Poussées par le lobby des GAFAM (Google, Apple, Facebook, Amazon, Microsoft) agissant comme des dealers qui souhaitent au plus tôt rendre les jeunes accros à leur matériel et à leurs technologies et par les « modernistes » qui voient dans l’informatique « LA » solution aux difficultés scolaires, de nombreuses municipalités craignent de passer à côté de la “révolution numérique”. L ‘idée de l’informatique à l’école n’est pas nouvelle mais l’arrivée de la tablette pose des problèmes très particuliers.
Un outil inadapté
Certes, la mise en marche d’une tablette (quasi instantanée) sa mobilité (on peut la ranger dans un cartable, aucun fil à brancher) peuvent séduire les enseignants qui étaient rebutés par la lourdeur de l’usage des ordinateurs classiques en milieu scolaire (planning de la « salle informatique », lenteur de mise en route, matériel rapidement obsolète incapable de gérer de nouveaux logiciels trop gourmands en mémoire etc…) mais il faut bien comprendre qu’une tablette n’a pas grand-chose à voir avec un ordinateur.
La tablette, de par sa conception, (notamment absence de clavier et de pointeur) est faite pour
regarder, chercher, découvrir mais pas du tout pour écrire, créer ou travailler.

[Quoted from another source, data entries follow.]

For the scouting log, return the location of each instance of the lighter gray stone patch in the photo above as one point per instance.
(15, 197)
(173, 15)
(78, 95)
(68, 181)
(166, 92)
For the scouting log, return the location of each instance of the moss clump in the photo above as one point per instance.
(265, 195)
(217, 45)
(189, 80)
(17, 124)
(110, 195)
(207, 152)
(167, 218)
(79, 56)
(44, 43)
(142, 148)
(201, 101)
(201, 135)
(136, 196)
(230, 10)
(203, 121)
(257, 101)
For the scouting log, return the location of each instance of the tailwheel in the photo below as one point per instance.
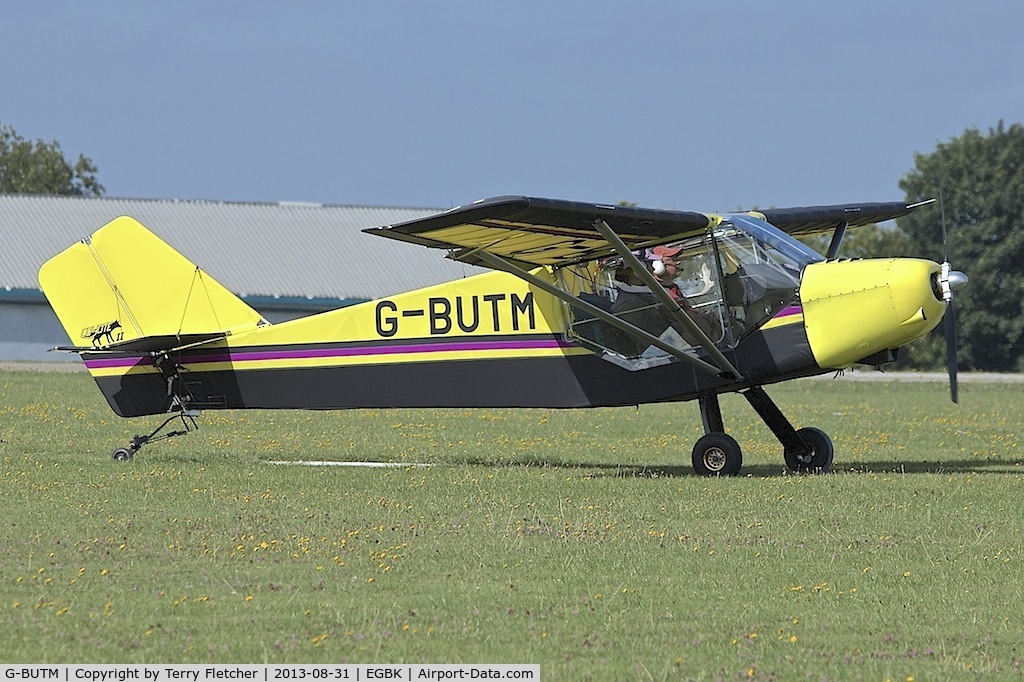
(717, 455)
(816, 457)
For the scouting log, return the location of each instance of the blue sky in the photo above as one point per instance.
(671, 104)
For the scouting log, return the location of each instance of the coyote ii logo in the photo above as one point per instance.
(103, 335)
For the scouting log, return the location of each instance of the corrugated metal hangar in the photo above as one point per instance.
(285, 259)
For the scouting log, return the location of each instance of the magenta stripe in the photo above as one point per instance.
(342, 352)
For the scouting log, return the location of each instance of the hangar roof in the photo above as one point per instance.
(286, 250)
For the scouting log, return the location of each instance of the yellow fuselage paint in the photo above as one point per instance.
(855, 308)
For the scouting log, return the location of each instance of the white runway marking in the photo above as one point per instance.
(332, 463)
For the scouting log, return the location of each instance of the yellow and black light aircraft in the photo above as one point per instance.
(587, 305)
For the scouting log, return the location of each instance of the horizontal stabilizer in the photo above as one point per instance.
(125, 289)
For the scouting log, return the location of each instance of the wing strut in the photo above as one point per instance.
(500, 263)
(670, 304)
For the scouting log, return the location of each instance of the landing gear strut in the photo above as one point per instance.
(717, 454)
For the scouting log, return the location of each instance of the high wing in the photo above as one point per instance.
(806, 220)
(532, 231)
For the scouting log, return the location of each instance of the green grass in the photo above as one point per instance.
(576, 540)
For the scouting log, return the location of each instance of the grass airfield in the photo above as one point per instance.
(578, 540)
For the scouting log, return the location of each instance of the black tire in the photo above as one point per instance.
(819, 457)
(123, 454)
(717, 455)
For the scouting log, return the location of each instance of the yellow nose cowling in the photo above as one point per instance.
(855, 308)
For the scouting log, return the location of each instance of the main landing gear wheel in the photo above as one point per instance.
(818, 456)
(717, 455)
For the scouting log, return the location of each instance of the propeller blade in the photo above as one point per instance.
(950, 332)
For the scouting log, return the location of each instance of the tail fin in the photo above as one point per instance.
(125, 289)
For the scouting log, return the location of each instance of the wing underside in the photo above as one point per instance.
(803, 221)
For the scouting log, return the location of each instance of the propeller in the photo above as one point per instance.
(950, 281)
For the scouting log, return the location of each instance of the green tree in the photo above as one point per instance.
(981, 178)
(35, 167)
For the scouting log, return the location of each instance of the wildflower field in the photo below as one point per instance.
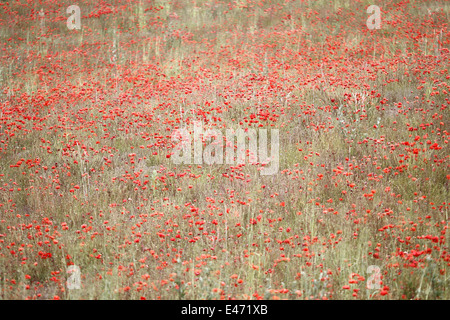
(94, 206)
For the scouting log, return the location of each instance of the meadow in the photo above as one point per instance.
(92, 205)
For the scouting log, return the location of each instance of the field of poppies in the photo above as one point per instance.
(92, 205)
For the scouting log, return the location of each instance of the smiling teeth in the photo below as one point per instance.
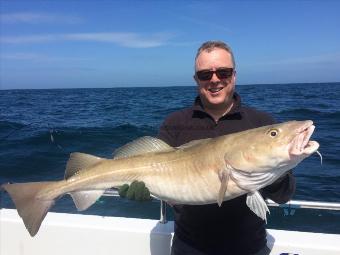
(215, 90)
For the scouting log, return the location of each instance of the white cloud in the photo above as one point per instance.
(131, 40)
(36, 18)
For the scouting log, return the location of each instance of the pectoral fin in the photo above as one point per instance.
(256, 203)
(224, 178)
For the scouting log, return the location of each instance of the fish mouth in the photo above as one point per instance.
(301, 144)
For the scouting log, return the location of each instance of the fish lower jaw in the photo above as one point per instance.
(310, 148)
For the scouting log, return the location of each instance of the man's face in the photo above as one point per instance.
(215, 93)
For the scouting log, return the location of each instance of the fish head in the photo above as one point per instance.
(279, 146)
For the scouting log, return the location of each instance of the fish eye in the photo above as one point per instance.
(273, 132)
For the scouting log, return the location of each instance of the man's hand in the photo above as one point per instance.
(135, 191)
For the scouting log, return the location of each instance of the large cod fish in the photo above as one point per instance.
(200, 172)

La capacité à écrire se retrouve pourtant au cœur de l’éducation primaire. Les enfants ont besoin d’être encouragés à beaucoup écrire pour apprendre, que ce soit en prenant des notes, en rédigeant des devoirs, des rapports, des manipulations de données, des fictions ou des rédactions..
Les claviers des écrans tactiles ne permettent pas tout ça. Ils sont inconfortables, compliqués avec des taux d’erreur élevés et la manière de sauvegarder, travailler en réseau, ou d’imprimer est tortueuse, absconse. En leur fournissant un appareil si hostile à la création écrite, on peut même faire passer l’envie d’écrire aux élèves débutants. Répondre à cela en disant qu’il est possible d’acheter des claviers pour les tablettes revient à admettre une défaite. C’est répondre que les tablettes ne sont vaguement utiles que si vous les transformez en ordinateur. Quel intérêt alors pour, au final, disposer d’un appareil mal commode, à l ‘OS obscur, à la connectivité inexistante et au prix comparable à celui d’un petit portable ?

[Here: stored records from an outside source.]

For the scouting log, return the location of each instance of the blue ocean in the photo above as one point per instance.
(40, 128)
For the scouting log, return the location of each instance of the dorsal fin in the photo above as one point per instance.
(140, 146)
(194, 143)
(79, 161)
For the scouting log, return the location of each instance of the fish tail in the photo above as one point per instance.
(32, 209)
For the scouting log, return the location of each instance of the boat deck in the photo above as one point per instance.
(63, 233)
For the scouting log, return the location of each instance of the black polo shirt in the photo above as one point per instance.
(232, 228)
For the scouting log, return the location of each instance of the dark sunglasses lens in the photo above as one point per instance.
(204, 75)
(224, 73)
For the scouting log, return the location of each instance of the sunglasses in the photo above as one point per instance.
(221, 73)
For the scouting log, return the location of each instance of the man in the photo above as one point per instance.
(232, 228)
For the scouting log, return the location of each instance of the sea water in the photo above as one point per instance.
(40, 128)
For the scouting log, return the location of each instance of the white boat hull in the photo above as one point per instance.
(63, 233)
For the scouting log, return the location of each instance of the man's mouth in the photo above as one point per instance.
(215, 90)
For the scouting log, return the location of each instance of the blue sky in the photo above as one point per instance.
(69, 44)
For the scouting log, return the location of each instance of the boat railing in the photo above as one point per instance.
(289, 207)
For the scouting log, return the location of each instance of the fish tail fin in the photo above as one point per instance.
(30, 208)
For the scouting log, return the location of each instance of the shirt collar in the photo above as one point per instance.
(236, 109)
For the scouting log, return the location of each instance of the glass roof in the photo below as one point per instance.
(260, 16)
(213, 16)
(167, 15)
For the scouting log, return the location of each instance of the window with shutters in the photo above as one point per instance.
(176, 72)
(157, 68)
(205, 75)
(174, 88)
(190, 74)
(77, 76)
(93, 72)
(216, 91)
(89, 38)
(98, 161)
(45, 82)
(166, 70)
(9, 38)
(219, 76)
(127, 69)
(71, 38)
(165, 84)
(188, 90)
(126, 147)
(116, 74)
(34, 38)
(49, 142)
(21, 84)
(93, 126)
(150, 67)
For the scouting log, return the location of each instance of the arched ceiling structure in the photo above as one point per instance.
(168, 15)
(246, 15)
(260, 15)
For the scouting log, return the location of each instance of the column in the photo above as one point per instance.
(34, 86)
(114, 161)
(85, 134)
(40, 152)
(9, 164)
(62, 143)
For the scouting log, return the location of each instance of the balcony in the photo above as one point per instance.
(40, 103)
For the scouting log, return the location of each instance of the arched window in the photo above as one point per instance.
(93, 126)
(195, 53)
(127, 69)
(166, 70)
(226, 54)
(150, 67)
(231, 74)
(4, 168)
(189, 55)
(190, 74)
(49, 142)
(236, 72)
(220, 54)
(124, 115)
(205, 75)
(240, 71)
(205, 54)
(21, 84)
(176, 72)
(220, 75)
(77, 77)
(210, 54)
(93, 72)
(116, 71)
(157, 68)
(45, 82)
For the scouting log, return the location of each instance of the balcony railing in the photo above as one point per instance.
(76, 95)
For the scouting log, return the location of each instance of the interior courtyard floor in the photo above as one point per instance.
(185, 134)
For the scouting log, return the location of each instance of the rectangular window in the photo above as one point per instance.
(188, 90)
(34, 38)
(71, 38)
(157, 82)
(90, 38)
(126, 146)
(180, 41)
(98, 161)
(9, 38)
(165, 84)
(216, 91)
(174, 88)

Les tablettes sont faites pour consommer du contenu, les ordinateurs permettent la création de contenus.
C’est la différence fondamentale.
L’illusion du savoir
Certains parents, stakhanovistes de la réussite scolaire, (qu’ils assimilent à tort avec « épanouissement individuel » ) s’émerveillent de voir leurs enfants pianoter avec leurs doigts couverts de restes de Nutella sur les écrans des tablettes et réussir des exercices pourtant plus inspirés de la page « jeux » du journal de Mickey que portés par une vraie réflexion pédagogique. (Au moins, ceux-là, seront-ils prêts pour participer à Questions pour un champion..)
Ces instruments, à la logique et au “savoir utile” formatés selon les règles de leurs concepteurs, ne laissent place ni à l’imagination ni la créativité. La plupart des exercices proposés gagneraient d’ailleurs à se retrouver sur de simples feuilles de papier A4.
Le seul niveau où leur utilisation peut sembler un peu plus pertinente est celui des maternelles pour des exercices où il n’y a aucune nécessité de savoir lire ou écrire. Mais là encore, on peut se poser la question de l’investissement financier et des résultats. On sourit en lisant qu’une classe maternelle « a écrit » un conte grâce à la tablette. En fait, la maîtresse a juste tapoté sur son clavier virtuel une histoire très largement issue de sa propre inspiration et scanné quelques dessins d’enfants pour l’illustrer. Le résultat est spectaculaire. Propre, lisse, joli avec une police de caractères cursive bien choisie et des contrastes flatteurs. Presque un travail d’édition professionnel…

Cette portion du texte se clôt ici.